2- Repeat this process for as many of the other files as you want. As the Perl script allows you to treat an array of files, you can make Text versions of as many Word files as you want. Always note the names of your files with their .txt extensions and note the full path of each file so that the Perl script can find these files when it executes

3-Open your Perl interpreter and enter this script:

#!/usr/bin/perl

@file = ("C:/file/file1.html",
"C:/file/file2.html",
"C:/file/file3.html"
) ;

for ($i=0; $i<@file; $i++)

{

unless (open(INPUT, "$file[$i]")) {
die ("Cannot open file $file[$i]\n");
@input = <INPUT>;
foreach $line(@input) {
$line =~ s/\n /<p>/;
}
close (INPUT);
unless (open(OUTPUT, ">$file[$i]")) {
die ("Cannot open file OUTPUT\n");
}

print OUTPUT "@input";
close(OUTPUT);
}

4- This script is identical to that in Implementing Style Sheets with Perl with the only difference being the regular expression

$line =~ s/\n /<p>/;

This tells the script to replace each newline character, the \n, with paragraph tags, the <p>. As a Word file saved as a text file marks paragraphs with newline characters, this is the obvious solution. Newline characters are not seen in the text file as such, they are known simply by the fact that there is...a new line.

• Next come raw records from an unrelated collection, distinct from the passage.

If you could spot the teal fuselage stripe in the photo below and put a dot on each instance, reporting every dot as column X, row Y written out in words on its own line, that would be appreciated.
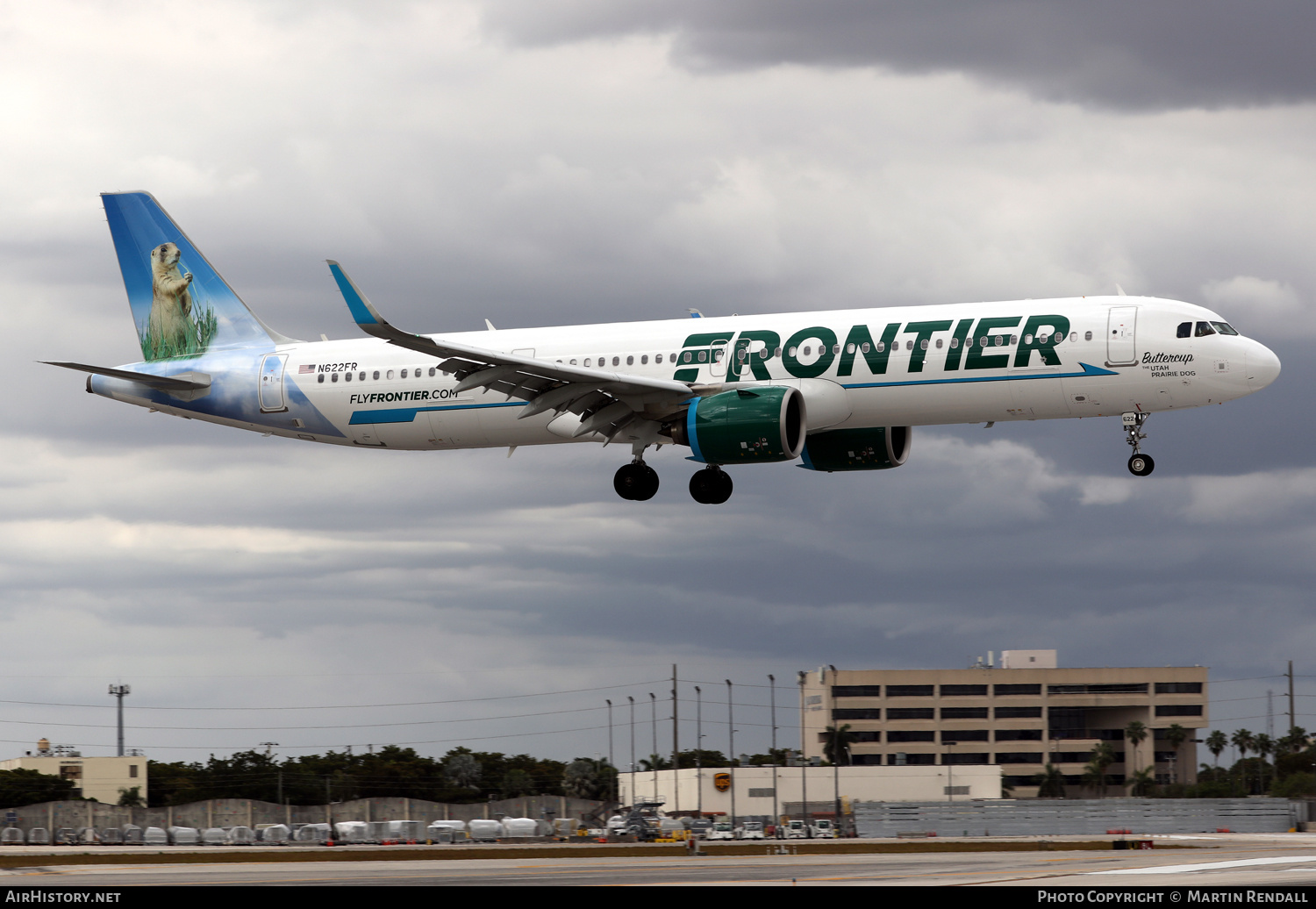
column 1087, row 371
column 408, row 415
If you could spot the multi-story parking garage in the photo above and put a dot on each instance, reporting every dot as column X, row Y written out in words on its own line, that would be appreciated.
column 1023, row 714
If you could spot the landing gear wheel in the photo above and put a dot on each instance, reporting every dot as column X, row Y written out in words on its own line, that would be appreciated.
column 711, row 485
column 636, row 482
column 1141, row 464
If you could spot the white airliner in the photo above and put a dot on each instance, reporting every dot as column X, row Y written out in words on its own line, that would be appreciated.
column 839, row 391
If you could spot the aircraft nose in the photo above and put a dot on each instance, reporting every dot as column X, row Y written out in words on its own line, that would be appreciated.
column 1262, row 368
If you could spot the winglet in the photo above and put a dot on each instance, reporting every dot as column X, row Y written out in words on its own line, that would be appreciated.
column 362, row 311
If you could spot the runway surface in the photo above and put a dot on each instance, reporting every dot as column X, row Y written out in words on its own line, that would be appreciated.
column 1226, row 859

If you want, you can keep the newlines in the HTML file with the following regular expression;

 

$line =~ s/\n /\n<p>/;

This means for every newline, replace it with a newline plus a paragraph tag.

5- The last step in this plan is to take all your newly formatted text files and add the necessary HTML tags; the head tags, the body tags, the title tags, headings tags and any other formatting. The most important work has already been done; that the paragraphs are marked as are the endnotes. The endnotes all begin with a number that appears in the text as intended. Then, after this is finished, save these text files as HTML files.